Adolescent « ordinaire », Zec (pour Ezéchiel) livre sur son blog ses goûts musicaux, ses inquiétudes quant à son passage en première, sa déception face à l'indifférence de la belle Léa ou encore la douleur causée par ces drôles de boutons qui lui poussent en regard des omoplates — une poussée tardive d'acné ?
Mais bien vite, ces indésirables excroissances se changent en ailes ! Et dans le même temps, Zec apprend qu'il doit sauver un monde !
Houla, me direz-vous, un super-héros destiné à sauver l'humanité, voilà qui ne paraît pas d'une folle originalité. En effet, l'essentiel du scénario tient en deux lignes. On signalera seulement que ce n'est pas la Terre qui est en jeu, mais le monde de Cheberith, et que l'idée principale pourrait avoir germé dans la tête d'un Greg Egan : un univers, avec ses occupants, entièrement numérisé sous forme de nanopuces réparties dans trois livres. Néanmoins, la simplicité de l'intrigue prévaut, pleinement voulue par l'auteur.
La référence aux comics est ainsi explicite. Carina Rozenfeld mentionne évidemment le Angel des X-men et fait du mentor de Zec un vieil homme chauve en fauteuil roulant... On pense également au film de Raimi, Spiderman, avec les émois adolescents face à la transformation du corps — les poils qui poussent chez l'araignée, l'acné dorsale chez l'angelot — , avec aussi le poids des responsabilités qu'apporte l'âge adulte et le choix à faire de les rejeter ou de les assumer.
Plus discret est le clin d'œil à Luc Besson à travers le surnom Leeloo donné à l'un des personnages — un simple contact de messagerie. Il est pourtant facile d'établir un parallèle entre la trame des Livres-Mondes et celle du Cinquième élément : la menace que représente l' « Avaleur de mondes » rappelle la grosse boule noire du film ; et les deux « anges » que sont Zec et Eden peuvent se mesurer à chacun des personnages bessoniens. Du Jacques Mayol du Grand bleu à la justement nommée Angel-A, en passant par Nikita, Léon, Jeanne d'Arc... ce sont tous des candides hors du monde, décalés du réel. Représentation simplifiée d'une force destructrice absolue à ma droite, êtres angéliques et « parfaits » à ma gauche, le combat peut donc commencer.

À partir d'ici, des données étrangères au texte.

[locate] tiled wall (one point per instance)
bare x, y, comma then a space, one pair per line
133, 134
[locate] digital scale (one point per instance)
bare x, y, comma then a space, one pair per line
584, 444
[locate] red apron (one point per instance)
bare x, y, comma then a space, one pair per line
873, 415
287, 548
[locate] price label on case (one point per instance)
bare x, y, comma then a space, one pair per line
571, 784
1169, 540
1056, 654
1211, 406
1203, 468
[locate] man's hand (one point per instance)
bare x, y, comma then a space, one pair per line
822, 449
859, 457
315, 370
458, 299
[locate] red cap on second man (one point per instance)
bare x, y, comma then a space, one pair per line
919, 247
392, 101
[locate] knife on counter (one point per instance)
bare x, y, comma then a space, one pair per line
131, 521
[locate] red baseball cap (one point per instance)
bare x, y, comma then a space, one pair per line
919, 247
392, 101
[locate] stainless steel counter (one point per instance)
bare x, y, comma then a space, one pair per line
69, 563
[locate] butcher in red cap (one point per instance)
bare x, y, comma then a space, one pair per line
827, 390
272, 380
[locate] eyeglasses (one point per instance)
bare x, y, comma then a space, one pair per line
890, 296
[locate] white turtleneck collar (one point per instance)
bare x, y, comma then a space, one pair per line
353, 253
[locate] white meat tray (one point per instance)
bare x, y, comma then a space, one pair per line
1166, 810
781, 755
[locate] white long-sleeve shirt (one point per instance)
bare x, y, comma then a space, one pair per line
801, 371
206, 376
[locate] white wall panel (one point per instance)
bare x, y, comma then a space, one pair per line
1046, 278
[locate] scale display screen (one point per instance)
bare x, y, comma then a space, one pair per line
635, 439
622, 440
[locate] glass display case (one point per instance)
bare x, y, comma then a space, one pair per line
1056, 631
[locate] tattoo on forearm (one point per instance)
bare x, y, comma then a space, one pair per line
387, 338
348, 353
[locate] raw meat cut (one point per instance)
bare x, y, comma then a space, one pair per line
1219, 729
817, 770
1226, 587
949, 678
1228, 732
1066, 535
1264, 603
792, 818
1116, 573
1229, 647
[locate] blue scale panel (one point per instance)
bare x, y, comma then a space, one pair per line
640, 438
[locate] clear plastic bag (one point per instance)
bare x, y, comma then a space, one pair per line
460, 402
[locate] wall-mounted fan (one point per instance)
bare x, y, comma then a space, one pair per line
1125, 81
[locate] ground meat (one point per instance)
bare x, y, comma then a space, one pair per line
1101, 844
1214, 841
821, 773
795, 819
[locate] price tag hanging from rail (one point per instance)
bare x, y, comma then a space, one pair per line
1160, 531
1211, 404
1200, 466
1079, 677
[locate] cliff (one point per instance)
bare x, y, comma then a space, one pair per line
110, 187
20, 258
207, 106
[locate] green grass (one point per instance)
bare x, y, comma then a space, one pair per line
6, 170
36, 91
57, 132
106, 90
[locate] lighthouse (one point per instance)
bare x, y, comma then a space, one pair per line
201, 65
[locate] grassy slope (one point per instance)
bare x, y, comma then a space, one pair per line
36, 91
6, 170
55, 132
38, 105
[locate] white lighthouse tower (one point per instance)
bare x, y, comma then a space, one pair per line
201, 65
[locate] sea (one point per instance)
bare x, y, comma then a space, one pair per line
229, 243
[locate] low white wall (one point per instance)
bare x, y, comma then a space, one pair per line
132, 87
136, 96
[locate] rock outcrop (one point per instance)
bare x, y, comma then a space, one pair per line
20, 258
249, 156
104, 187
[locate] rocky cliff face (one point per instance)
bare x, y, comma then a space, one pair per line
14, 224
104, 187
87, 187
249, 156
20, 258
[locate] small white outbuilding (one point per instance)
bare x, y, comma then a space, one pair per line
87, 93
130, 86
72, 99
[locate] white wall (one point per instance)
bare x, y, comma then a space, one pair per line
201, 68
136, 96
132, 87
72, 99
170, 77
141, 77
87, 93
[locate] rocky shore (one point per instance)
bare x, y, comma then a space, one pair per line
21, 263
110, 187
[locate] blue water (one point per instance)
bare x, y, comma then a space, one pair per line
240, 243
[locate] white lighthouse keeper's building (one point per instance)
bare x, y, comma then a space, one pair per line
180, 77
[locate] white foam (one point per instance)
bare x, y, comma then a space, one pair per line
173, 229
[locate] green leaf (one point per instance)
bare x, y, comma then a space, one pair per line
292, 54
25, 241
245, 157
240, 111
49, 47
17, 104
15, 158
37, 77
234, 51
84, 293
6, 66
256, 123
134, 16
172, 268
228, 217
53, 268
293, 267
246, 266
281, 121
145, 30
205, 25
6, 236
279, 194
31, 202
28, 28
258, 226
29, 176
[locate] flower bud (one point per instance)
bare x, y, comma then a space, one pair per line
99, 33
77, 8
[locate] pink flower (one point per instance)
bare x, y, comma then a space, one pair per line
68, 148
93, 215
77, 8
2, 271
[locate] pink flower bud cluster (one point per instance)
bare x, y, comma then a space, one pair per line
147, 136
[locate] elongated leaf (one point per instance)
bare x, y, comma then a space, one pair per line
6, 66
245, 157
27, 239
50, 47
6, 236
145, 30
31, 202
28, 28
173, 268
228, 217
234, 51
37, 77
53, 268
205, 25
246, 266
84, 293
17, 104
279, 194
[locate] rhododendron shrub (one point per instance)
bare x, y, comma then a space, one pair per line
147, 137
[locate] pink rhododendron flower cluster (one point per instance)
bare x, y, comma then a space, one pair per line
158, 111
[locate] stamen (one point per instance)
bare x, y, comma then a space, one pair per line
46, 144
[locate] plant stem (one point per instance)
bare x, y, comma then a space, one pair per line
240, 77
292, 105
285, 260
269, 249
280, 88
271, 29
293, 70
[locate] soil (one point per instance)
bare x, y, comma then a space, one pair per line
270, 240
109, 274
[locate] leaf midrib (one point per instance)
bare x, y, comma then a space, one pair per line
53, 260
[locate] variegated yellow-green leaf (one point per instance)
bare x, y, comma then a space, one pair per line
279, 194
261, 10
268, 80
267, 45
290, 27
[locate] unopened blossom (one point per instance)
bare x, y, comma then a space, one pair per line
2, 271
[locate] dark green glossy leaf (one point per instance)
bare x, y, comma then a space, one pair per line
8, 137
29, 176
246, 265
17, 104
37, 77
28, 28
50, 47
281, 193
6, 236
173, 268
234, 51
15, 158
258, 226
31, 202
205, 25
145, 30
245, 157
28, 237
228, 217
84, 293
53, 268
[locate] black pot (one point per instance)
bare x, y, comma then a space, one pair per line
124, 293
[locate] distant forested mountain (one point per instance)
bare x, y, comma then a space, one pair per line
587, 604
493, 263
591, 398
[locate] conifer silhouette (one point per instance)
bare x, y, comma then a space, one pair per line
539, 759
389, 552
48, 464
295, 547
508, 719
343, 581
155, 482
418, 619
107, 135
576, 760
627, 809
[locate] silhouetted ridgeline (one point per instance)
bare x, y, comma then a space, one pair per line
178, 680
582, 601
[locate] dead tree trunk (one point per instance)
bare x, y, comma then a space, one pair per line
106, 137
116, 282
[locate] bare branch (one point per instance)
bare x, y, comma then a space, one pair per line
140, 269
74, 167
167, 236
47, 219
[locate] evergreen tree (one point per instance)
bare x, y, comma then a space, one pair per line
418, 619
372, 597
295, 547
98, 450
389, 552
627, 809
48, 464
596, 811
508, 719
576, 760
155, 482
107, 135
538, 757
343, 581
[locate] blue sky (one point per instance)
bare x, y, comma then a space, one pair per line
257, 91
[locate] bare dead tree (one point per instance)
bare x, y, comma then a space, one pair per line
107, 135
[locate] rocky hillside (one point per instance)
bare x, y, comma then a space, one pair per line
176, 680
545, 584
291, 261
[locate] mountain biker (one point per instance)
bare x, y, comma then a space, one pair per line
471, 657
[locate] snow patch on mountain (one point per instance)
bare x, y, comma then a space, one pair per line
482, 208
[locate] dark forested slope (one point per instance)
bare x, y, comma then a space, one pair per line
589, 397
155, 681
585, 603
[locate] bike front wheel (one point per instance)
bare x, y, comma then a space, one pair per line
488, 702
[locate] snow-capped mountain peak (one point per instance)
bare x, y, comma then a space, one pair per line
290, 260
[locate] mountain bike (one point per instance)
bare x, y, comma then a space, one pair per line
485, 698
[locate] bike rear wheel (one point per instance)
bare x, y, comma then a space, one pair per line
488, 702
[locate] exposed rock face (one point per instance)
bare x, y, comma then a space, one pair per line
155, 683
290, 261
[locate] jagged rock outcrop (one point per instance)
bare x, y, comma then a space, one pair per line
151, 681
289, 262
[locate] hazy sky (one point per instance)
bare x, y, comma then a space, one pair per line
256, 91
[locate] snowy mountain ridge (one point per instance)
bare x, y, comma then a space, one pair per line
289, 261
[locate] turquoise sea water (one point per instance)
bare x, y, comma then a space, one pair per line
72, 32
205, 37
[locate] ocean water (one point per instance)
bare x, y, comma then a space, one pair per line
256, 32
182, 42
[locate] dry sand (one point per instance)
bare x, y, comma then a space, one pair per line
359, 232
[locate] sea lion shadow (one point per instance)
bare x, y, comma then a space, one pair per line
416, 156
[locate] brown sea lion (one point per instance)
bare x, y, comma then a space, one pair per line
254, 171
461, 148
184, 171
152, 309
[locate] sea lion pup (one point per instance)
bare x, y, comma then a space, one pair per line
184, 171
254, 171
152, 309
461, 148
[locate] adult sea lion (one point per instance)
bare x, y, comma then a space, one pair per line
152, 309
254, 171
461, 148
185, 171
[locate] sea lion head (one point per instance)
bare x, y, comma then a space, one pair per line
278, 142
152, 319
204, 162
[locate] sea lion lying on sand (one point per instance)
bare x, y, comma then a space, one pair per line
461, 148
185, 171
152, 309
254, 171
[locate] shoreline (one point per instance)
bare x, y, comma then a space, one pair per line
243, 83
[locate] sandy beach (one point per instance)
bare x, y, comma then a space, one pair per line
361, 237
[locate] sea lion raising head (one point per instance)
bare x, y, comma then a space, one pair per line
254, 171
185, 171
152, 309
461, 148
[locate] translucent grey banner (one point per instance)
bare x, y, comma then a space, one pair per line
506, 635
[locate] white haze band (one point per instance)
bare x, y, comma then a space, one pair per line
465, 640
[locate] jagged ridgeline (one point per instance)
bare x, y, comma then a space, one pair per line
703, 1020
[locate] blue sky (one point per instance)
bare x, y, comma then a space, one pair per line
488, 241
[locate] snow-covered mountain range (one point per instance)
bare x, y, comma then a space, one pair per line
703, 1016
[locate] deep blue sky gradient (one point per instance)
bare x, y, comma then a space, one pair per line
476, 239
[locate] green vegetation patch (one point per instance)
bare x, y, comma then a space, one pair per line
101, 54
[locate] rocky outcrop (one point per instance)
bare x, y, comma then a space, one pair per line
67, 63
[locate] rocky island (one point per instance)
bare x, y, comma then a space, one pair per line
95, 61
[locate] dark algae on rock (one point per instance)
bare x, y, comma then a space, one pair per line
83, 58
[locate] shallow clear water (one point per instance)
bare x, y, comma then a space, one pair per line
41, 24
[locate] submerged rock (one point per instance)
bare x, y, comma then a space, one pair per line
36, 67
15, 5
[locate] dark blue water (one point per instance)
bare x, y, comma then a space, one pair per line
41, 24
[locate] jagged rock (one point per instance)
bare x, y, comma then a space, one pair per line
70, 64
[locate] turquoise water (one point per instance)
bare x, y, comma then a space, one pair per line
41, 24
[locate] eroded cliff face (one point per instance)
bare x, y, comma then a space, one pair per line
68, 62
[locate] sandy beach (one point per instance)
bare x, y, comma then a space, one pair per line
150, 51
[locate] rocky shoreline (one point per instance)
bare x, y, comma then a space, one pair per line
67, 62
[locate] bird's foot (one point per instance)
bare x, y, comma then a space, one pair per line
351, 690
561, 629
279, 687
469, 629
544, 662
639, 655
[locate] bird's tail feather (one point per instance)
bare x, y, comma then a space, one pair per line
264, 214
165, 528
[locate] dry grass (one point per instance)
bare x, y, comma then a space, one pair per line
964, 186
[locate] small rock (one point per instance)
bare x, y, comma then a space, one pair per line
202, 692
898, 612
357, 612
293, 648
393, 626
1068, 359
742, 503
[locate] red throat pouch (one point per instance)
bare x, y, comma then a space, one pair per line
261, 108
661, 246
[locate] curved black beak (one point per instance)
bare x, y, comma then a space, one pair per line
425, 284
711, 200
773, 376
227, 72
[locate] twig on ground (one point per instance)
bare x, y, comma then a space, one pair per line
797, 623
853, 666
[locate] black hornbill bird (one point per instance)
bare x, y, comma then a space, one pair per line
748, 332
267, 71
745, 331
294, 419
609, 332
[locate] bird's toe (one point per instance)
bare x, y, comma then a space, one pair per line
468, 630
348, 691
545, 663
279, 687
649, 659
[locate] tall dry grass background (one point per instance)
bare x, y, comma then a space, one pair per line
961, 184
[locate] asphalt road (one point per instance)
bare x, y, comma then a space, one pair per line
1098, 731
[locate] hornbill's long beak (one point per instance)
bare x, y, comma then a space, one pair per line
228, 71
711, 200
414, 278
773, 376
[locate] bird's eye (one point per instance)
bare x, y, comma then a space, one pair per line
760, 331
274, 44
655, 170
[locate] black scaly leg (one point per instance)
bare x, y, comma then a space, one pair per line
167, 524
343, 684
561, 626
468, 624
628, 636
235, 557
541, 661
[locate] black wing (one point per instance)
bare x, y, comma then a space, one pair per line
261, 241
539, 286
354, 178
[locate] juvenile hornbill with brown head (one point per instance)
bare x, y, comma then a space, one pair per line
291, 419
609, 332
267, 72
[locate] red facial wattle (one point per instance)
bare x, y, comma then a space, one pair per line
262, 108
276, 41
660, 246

Et contre toute attente, ça fonctionne. Ca fonctionne même très bien. Dès que Zec subit sa transformation, le lecteur est scotché et n'a plus qu'une envie : savoir ce que réserve le chapitre suivant. Avec un style très direct, un rythme percutant, des dialogues qui sonnent étonnamment justes, des personnages immédiatement attachants, Carina Rozenfeld tient son lecteur en haleine, même avec des péripéties prévisibles voire peu vraisemblables (les indices laissés par les cheberithiens sont si bien cachés qu'il n'y aurait pas une chance sur mille de les découvrir, et de toute façon, il aurait suffi que le mentor, que l'on sait rongé par un double mal, ait eu un problème de santé fatal durant les seize dernières années pour que tout ce beau plan de sauvetage tombe bêtement à l'eau, preuve de l'inconséquence de ses concepteurs).
Le Livre des âmes se lit ainsi d'une traite, avec un plaisir juvénile, comme on visionne une bonne série télé. Simple certes, mais rafraîchissant, distrayant et finalement plutôt malin. Voilà un roman qui a tout à fait sa place dans cette collection Intervista, volontiers tournée vers des œuvres dynamiques, proches d'un cinéma d'action grand public. Dans ce domaine, Carina Rozenberg peut se féliciter d'avoir rempli ses objectifs : les deux suites seront attendues avec impatience.